Despite these promises, acquisition of a ramanome via Raman microscopy is generally a low-throughput method when cells are static, according to the study. For example, collecting a microalgal ramanome can take four hours and only achieve a shallow sampling depth. In contrast, other methods like Raman-based flow cytometry (RFC) and spontaneous Raman flow cytometry are associated with much higher ramanome acquisition throughput. These methods are limited by elevated levels of background noise, poor information content due to narrow spectral range, and low sensitivity due to low spectral resolution.

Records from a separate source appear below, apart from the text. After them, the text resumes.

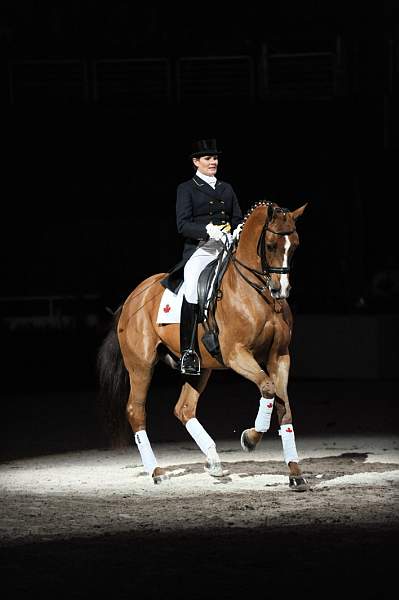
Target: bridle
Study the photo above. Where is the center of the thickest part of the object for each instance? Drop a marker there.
(264, 276)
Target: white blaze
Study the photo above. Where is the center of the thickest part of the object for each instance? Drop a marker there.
(284, 278)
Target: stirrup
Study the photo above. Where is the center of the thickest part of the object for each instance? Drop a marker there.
(190, 363)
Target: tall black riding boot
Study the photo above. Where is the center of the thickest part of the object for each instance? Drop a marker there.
(190, 362)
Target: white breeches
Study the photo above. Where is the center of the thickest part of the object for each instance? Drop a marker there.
(196, 264)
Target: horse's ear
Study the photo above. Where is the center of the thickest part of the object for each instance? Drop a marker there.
(298, 212)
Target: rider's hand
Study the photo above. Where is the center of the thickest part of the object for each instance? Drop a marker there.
(226, 227)
(237, 231)
(214, 232)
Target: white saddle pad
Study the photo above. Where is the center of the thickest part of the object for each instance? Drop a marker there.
(170, 307)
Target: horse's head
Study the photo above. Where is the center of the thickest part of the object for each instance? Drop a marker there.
(276, 243)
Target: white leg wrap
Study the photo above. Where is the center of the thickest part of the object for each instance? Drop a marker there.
(288, 440)
(200, 436)
(262, 421)
(146, 453)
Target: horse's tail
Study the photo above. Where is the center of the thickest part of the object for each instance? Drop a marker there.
(114, 387)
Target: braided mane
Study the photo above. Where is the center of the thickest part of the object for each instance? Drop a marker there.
(251, 210)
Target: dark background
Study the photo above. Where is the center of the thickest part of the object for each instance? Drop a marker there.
(100, 106)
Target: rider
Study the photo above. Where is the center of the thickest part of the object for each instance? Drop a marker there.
(206, 211)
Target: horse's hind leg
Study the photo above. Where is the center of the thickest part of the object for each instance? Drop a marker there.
(281, 367)
(140, 380)
(185, 411)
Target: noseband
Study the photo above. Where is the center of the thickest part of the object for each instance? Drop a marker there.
(264, 275)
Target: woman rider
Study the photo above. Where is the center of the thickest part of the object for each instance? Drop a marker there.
(207, 210)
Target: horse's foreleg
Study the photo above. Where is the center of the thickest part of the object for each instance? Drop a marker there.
(281, 369)
(185, 411)
(244, 363)
(140, 380)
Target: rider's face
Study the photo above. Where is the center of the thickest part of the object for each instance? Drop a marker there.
(207, 165)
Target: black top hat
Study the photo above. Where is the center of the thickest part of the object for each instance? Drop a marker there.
(204, 148)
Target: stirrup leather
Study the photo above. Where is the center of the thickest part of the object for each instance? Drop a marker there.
(190, 363)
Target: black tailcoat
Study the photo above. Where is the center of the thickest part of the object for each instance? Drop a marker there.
(198, 204)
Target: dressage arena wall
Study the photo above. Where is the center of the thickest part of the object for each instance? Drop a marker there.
(345, 347)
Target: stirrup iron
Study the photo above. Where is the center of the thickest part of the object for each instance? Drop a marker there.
(190, 363)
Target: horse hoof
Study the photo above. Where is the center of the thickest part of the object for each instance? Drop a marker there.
(246, 443)
(215, 469)
(298, 484)
(159, 475)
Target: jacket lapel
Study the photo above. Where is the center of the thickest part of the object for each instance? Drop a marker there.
(200, 184)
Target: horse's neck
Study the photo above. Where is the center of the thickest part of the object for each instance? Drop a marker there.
(247, 246)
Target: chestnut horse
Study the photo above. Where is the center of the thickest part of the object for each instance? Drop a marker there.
(254, 322)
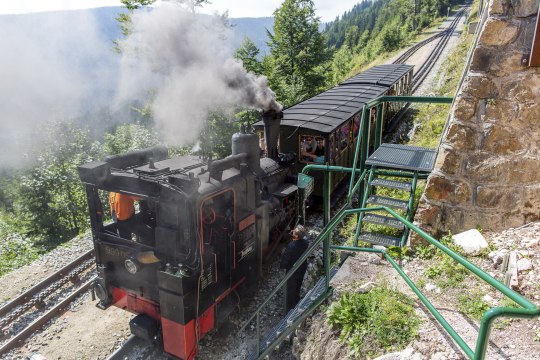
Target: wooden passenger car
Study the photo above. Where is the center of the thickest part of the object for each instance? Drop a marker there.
(332, 118)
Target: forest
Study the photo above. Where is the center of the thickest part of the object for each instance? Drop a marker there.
(43, 203)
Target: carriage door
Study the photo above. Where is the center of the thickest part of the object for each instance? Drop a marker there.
(217, 214)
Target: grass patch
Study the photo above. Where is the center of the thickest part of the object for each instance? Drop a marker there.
(444, 269)
(374, 323)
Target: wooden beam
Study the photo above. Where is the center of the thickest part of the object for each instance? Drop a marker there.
(534, 60)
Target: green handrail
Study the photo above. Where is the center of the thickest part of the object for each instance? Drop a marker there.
(527, 310)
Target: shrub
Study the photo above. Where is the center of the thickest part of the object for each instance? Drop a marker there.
(374, 323)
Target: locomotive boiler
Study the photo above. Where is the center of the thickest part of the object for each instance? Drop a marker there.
(200, 236)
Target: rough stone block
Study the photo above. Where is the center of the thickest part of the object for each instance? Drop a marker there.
(448, 161)
(501, 111)
(525, 8)
(461, 137)
(498, 7)
(525, 89)
(529, 116)
(498, 32)
(482, 59)
(491, 220)
(439, 188)
(499, 140)
(508, 62)
(480, 87)
(502, 197)
(485, 168)
(471, 241)
(465, 108)
(428, 215)
(524, 170)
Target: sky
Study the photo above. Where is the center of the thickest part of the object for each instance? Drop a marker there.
(327, 10)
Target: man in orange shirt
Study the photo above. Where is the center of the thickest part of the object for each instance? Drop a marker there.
(122, 211)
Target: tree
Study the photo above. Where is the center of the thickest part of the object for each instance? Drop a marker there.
(52, 200)
(248, 54)
(298, 52)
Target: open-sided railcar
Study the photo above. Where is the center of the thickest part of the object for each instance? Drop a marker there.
(333, 116)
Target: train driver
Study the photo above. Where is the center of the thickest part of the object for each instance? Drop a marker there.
(317, 155)
(122, 213)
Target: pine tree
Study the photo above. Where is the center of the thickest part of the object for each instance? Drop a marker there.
(298, 52)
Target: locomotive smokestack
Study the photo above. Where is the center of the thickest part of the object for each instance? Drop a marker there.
(272, 121)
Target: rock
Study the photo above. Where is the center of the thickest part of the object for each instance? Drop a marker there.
(367, 287)
(471, 241)
(524, 264)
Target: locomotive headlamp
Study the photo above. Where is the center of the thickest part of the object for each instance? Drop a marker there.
(132, 266)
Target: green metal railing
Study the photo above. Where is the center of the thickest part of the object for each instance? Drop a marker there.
(357, 184)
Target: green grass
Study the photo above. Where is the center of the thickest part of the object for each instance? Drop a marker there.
(374, 323)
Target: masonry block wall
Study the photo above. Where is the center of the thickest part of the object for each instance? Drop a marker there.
(487, 172)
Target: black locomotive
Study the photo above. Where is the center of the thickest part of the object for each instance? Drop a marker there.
(205, 227)
(202, 232)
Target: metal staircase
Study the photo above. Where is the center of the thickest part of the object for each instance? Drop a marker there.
(393, 174)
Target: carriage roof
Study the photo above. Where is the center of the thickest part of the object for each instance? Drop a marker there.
(330, 109)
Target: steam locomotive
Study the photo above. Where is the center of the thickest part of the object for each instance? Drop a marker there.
(202, 232)
(204, 227)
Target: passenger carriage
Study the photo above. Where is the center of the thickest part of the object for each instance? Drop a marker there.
(332, 118)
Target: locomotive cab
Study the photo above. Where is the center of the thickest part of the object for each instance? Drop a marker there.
(201, 233)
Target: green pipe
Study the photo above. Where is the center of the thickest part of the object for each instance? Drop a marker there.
(357, 148)
(487, 321)
(400, 174)
(460, 259)
(378, 127)
(462, 344)
(412, 99)
(337, 218)
(405, 234)
(290, 328)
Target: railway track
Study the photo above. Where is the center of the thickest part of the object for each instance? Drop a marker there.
(423, 71)
(29, 311)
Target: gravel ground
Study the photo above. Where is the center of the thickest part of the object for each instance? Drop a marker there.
(510, 339)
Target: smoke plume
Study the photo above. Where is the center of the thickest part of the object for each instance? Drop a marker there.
(53, 66)
(183, 61)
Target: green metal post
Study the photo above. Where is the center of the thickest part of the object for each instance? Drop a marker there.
(326, 219)
(378, 127)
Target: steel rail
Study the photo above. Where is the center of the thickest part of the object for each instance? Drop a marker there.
(38, 292)
(434, 56)
(36, 324)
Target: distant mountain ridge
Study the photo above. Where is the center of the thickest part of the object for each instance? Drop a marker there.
(254, 28)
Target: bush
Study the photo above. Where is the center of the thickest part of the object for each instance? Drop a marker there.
(374, 323)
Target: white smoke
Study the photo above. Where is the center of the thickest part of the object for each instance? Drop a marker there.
(53, 66)
(184, 61)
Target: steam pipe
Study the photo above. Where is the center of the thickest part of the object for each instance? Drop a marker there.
(272, 122)
(218, 166)
(137, 157)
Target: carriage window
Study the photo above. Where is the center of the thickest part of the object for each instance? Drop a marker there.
(312, 149)
(356, 125)
(344, 137)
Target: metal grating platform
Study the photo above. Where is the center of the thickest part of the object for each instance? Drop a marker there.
(385, 201)
(383, 220)
(379, 239)
(295, 313)
(403, 157)
(393, 184)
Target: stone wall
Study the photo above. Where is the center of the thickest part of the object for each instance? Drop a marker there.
(487, 172)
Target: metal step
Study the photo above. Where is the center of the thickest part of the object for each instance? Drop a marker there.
(383, 220)
(385, 201)
(379, 239)
(294, 313)
(392, 184)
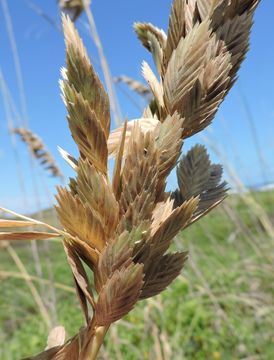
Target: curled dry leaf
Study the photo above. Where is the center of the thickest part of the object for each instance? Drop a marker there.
(56, 337)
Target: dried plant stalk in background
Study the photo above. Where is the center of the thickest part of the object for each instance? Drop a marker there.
(73, 8)
(122, 229)
(38, 150)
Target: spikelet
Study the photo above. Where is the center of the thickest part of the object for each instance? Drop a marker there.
(38, 150)
(123, 230)
(73, 8)
(198, 62)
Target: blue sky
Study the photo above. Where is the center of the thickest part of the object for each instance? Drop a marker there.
(41, 51)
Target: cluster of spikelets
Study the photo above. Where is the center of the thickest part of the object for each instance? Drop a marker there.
(39, 151)
(122, 227)
(73, 8)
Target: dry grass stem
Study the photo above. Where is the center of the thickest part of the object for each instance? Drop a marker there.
(117, 234)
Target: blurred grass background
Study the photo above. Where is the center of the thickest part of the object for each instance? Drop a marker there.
(221, 307)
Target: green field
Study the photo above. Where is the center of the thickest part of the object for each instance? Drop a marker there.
(221, 307)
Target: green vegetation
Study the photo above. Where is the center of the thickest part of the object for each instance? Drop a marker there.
(221, 307)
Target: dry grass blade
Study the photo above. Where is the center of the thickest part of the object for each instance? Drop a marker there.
(123, 231)
(39, 151)
(56, 337)
(31, 235)
(15, 223)
(146, 124)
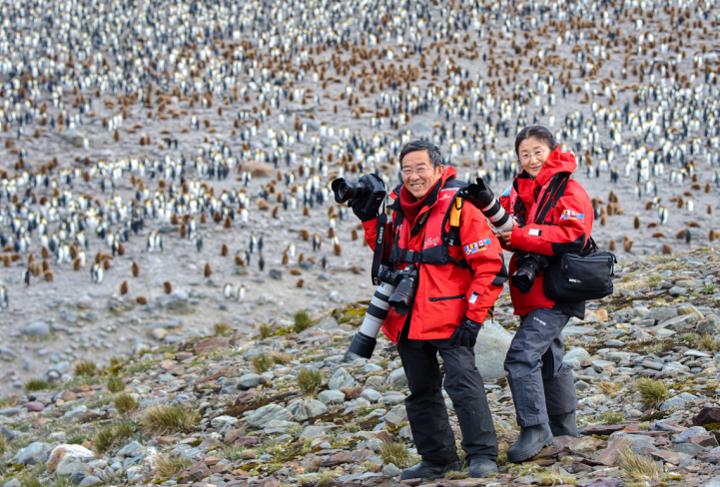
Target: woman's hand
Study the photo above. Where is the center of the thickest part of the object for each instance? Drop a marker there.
(505, 239)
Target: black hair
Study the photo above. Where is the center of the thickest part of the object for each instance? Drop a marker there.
(422, 144)
(537, 131)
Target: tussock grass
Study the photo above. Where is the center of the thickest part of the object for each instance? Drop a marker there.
(262, 363)
(301, 321)
(112, 435)
(37, 385)
(86, 368)
(637, 467)
(125, 403)
(652, 391)
(115, 384)
(168, 466)
(222, 329)
(163, 419)
(395, 452)
(309, 380)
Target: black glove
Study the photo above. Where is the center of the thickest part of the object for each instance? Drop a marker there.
(366, 206)
(466, 334)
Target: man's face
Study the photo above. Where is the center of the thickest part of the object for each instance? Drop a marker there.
(418, 173)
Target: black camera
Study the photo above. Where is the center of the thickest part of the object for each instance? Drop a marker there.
(364, 195)
(528, 267)
(482, 197)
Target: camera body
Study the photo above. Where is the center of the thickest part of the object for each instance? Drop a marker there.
(364, 195)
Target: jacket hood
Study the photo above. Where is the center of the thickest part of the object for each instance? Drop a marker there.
(557, 161)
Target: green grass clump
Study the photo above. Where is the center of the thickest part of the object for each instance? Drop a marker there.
(163, 419)
(222, 329)
(168, 466)
(125, 403)
(395, 452)
(85, 368)
(112, 435)
(262, 363)
(652, 391)
(115, 384)
(309, 380)
(301, 321)
(637, 467)
(37, 385)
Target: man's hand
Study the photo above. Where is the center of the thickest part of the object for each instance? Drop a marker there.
(466, 334)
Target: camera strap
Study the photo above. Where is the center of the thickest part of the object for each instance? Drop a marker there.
(380, 229)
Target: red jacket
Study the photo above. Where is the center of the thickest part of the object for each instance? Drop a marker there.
(446, 293)
(567, 226)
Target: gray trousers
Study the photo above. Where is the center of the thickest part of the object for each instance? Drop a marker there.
(425, 405)
(541, 384)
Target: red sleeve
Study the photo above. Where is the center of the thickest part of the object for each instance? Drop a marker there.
(573, 217)
(482, 252)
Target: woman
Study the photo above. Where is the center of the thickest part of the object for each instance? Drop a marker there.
(542, 387)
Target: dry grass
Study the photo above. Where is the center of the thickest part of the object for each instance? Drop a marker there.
(638, 467)
(652, 391)
(164, 419)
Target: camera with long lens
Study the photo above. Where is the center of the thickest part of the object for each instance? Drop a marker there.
(396, 289)
(365, 195)
(482, 197)
(528, 267)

To combat these limitations, the QIBEBT/CAS research team advanced the ramanome technology by developing and launching a robust Raman-based flow cytometry system for fs-SCRS with high accuracy, high throughput, and stable operation. Called "positive dielectrophoresis-based Raman-activated droplet sorting-induced deterministic lateral displacement-based Raman flow cytometry"(pDEP-DLD-RFC), the new system achieves operating stability with sustained running time for deep sampling of a metabolically heterogeneous cell populations, precise entrapment of fast-moving cells and laser target alignment for efficient spectra acquisition.

pDEP-DLD-RFC consists of a Raman microscope for acquiring SCRS, a microfluidic chip equipped with pumps for controlling buffer flow, a function generator to produce the force that traps and focuses single cells and a relay to control that force. This new technology has been integrated into the instrument called FlowRACS.

Early tests in FlowRACS demonstrated chemical specificity and discrimination accuracy of 99.9% as well as high profiling speeds and throughput.

"For isogenic populations of yeast, microalgae, bacteria like E. coli, and cancer cells, pDEP-DLD-RFC produces deep, highly producible ramanomes that reveal rich, single-cell-resolution phenomes with high throughput and without the need to label the cell with fluorescence probes, thus FlowRACS is a universally applicable tool to profile and sort cells in nature based on their metabolic function," said co-corresponding author Prof. Xu Jian, from Single-Cell Center of QIBEBT.

The improvements achieved by pDEP-DLD-RFC promises broad utility in metabolic profiling of cellular systems with applications in medical research and life sciences among other fields.

In future efforts, the research team will explore methods to more efficiently align smaller cells, integrate pDEP-DLD with surface-enhanced Raman scattering to reduce the acquisition time, incorporate a line-focusing strategy to detect multiple cells for SCRS in parallel and streamline single-cell sequencing or cultivation.